Chromosomally Integrated HHV-6
HHV-6 exists in a chromosomally integrated form (ciHHV-6) whereby the viral DNA resides in every somatic and germ cell in the body. Patients with ciHHV-6 have been misdiagnosed and unnecessarily treated with powerful and toxic antiviral agents based on a mistaken diagnosis of reactivated HHV-6. High persistent HHV-6 DNA levels in blood can be found in immunocompetent individuals with viral chromosomal integration. Analysis for integration is a necessary first step in distinguishing between ciHHV6 and HHV-6 reactivation.
The second necessary step for identifying HHV-6 reactivation in a ciHHV6 patient is confirmation of viral gene expression using mRNA detection. RT-PCR for mRNA can distinguish an active herpesvirus infection from a latent infection. In addition, it is difficult to evaluate response to antiviral therapy in a ciHHV-6 patient because the high level of DNA from ciHHV-6 overwhelms and masks viral DNA produced by reactivated virus. mRNA testing can be used to evaluate the efficacy of antiviral therapy in a ciHHV-6 patient.

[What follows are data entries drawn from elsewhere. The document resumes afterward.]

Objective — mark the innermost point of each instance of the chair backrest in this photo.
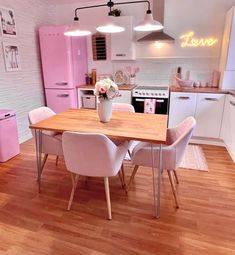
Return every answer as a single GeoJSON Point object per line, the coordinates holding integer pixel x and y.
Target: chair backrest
{"type": "Point", "coordinates": [178, 138]}
{"type": "Point", "coordinates": [90, 154]}
{"type": "Point", "coordinates": [40, 114]}
{"type": "Point", "coordinates": [122, 107]}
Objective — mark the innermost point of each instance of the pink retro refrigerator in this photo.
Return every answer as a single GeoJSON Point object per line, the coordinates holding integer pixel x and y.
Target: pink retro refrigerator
{"type": "Point", "coordinates": [64, 65]}
{"type": "Point", "coordinates": [9, 143]}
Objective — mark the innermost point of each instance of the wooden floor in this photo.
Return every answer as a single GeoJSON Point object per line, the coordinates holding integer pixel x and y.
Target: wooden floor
{"type": "Point", "coordinates": [32, 223]}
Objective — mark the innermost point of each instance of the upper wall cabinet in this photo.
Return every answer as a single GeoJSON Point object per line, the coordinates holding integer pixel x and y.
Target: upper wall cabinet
{"type": "Point", "coordinates": [122, 44]}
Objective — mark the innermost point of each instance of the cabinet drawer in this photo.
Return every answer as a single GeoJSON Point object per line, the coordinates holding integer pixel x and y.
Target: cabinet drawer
{"type": "Point", "coordinates": [182, 105]}
{"type": "Point", "coordinates": [209, 113]}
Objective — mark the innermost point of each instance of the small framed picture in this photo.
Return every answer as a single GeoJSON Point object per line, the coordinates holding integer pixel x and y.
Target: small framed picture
{"type": "Point", "coordinates": [11, 56]}
{"type": "Point", "coordinates": [7, 22]}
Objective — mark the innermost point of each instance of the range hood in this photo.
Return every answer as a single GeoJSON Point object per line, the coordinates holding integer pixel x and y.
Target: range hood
{"type": "Point", "coordinates": [158, 14]}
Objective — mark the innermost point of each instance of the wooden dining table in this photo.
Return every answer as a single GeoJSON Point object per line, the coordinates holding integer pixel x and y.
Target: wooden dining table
{"type": "Point", "coordinates": [123, 125]}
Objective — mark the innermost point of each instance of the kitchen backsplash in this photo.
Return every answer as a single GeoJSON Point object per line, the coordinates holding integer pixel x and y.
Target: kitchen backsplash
{"type": "Point", "coordinates": [161, 71]}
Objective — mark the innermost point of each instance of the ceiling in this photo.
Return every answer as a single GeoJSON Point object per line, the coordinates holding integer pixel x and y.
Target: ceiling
{"type": "Point", "coordinates": [86, 2]}
{"type": "Point", "coordinates": [73, 1]}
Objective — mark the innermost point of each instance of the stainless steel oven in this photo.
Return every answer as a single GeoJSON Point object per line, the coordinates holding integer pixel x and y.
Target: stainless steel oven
{"type": "Point", "coordinates": [159, 93]}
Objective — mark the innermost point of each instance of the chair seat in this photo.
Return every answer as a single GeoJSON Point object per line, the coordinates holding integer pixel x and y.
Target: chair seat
{"type": "Point", "coordinates": [142, 155]}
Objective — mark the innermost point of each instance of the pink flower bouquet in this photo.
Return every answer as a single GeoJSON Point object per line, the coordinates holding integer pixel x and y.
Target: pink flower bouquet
{"type": "Point", "coordinates": [106, 89]}
{"type": "Point", "coordinates": [132, 71]}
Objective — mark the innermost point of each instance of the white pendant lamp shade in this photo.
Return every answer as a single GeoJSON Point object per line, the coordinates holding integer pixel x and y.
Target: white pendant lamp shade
{"type": "Point", "coordinates": [110, 26]}
{"type": "Point", "coordinates": [75, 30]}
{"type": "Point", "coordinates": [148, 24]}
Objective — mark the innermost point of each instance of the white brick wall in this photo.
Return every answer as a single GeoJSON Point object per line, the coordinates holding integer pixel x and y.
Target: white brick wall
{"type": "Point", "coordinates": [23, 90]}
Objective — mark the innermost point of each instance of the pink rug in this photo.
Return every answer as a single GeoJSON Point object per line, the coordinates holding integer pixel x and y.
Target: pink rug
{"type": "Point", "coordinates": [194, 158]}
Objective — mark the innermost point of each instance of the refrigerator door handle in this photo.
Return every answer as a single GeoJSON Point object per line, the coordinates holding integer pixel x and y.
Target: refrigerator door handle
{"type": "Point", "coordinates": [62, 95]}
{"type": "Point", "coordinates": [62, 83]}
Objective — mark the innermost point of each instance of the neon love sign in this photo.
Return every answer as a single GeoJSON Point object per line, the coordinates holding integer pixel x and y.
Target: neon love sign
{"type": "Point", "coordinates": [188, 40]}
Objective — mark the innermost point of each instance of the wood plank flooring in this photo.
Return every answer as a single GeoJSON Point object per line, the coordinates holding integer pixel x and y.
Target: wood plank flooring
{"type": "Point", "coordinates": [33, 223]}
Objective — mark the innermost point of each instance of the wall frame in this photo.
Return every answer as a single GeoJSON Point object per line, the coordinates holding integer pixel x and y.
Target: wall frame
{"type": "Point", "coordinates": [11, 56]}
{"type": "Point", "coordinates": [7, 22]}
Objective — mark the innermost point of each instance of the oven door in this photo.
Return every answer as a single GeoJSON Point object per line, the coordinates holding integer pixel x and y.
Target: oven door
{"type": "Point", "coordinates": [161, 104]}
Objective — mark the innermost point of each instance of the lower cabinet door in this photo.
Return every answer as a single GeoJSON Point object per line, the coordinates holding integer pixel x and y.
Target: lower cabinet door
{"type": "Point", "coordinates": [182, 105]}
{"type": "Point", "coordinates": [61, 100]}
{"type": "Point", "coordinates": [209, 113]}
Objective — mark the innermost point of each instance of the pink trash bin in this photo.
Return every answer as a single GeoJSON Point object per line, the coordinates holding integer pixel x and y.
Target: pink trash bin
{"type": "Point", "coordinates": [9, 142]}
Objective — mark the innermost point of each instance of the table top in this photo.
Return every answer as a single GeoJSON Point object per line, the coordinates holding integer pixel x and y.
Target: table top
{"type": "Point", "coordinates": [120, 87]}
{"type": "Point", "coordinates": [123, 125]}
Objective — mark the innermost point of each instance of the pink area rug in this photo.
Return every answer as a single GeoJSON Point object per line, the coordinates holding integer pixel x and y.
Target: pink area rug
{"type": "Point", "coordinates": [194, 158]}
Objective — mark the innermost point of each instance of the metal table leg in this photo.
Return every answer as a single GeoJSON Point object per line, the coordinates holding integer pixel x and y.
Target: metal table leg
{"type": "Point", "coordinates": [38, 139]}
{"type": "Point", "coordinates": [157, 183]}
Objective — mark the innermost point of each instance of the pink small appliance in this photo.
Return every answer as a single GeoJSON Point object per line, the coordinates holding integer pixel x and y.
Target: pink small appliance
{"type": "Point", "coordinates": [9, 143]}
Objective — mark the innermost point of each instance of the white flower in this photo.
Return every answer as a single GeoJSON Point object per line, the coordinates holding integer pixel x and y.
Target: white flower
{"type": "Point", "coordinates": [106, 89]}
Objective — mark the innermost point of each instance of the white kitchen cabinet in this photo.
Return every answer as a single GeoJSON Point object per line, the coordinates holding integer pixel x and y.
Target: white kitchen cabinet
{"type": "Point", "coordinates": [227, 59]}
{"type": "Point", "coordinates": [228, 125]}
{"type": "Point", "coordinates": [209, 113]}
{"type": "Point", "coordinates": [182, 105]}
{"type": "Point", "coordinates": [122, 44]}
{"type": "Point", "coordinates": [225, 133]}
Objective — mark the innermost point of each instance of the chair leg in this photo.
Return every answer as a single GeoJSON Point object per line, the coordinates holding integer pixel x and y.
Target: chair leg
{"type": "Point", "coordinates": [123, 176]}
{"type": "Point", "coordinates": [173, 187]}
{"type": "Point", "coordinates": [176, 177]}
{"type": "Point", "coordinates": [74, 183]}
{"type": "Point", "coordinates": [107, 193]}
{"type": "Point", "coordinates": [120, 177]}
{"type": "Point", "coordinates": [43, 163]}
{"type": "Point", "coordinates": [129, 153]}
{"type": "Point", "coordinates": [56, 162]}
{"type": "Point", "coordinates": [132, 177]}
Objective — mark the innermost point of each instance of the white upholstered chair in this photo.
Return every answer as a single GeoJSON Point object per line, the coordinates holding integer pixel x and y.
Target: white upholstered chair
{"type": "Point", "coordinates": [51, 141]}
{"type": "Point", "coordinates": [92, 155]}
{"type": "Point", "coordinates": [172, 154]}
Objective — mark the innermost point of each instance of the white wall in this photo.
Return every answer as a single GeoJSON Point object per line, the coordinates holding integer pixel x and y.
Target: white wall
{"type": "Point", "coordinates": [205, 18]}
{"type": "Point", "coordinates": [23, 90]}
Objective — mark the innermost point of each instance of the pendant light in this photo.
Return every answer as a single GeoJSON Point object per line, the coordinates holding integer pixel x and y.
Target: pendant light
{"type": "Point", "coordinates": [148, 24]}
{"type": "Point", "coordinates": [110, 26]}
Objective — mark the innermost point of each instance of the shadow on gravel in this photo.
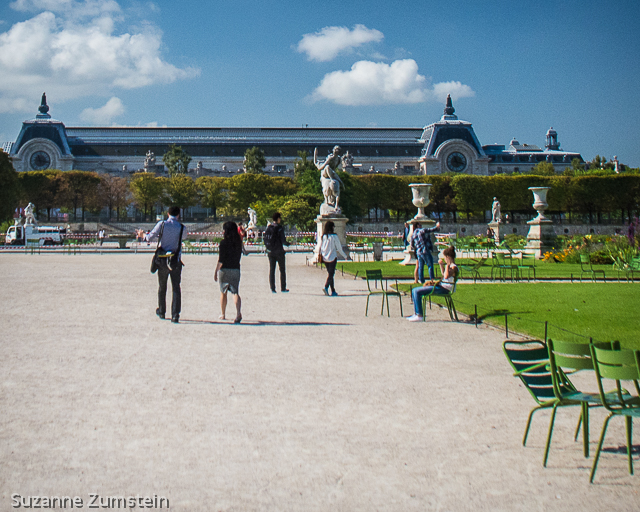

The ciHHV-6 panel from Coppe Laboratories
ciHHV6 occurs in about 1% of the population and confounds the diagnostic interpretation of reactivated HHV-6 in solid organ and hematopoietic transplant recipients (SOT and HCT). In the case of an HCT recipient or donor who has undiagnosed ciHHV6, the evolution of chimerism due to stem cell engraftment can be misdiagnosed as HHV-6 reactivation during the early engraftment period and patients may be treated inappropriately. Conversely, in the case of pre-identified ciHHV6 HCT or SOT recipients, the high background level of DNA from integrated HHV-6 can mask HHV-6 reactivation and make it impossible to evaluate the efficacy of antiviral therapy.
The ciHHV-6 Test Panel from Coppe Laboratories can identify active infection in a ciHHV-6 individual.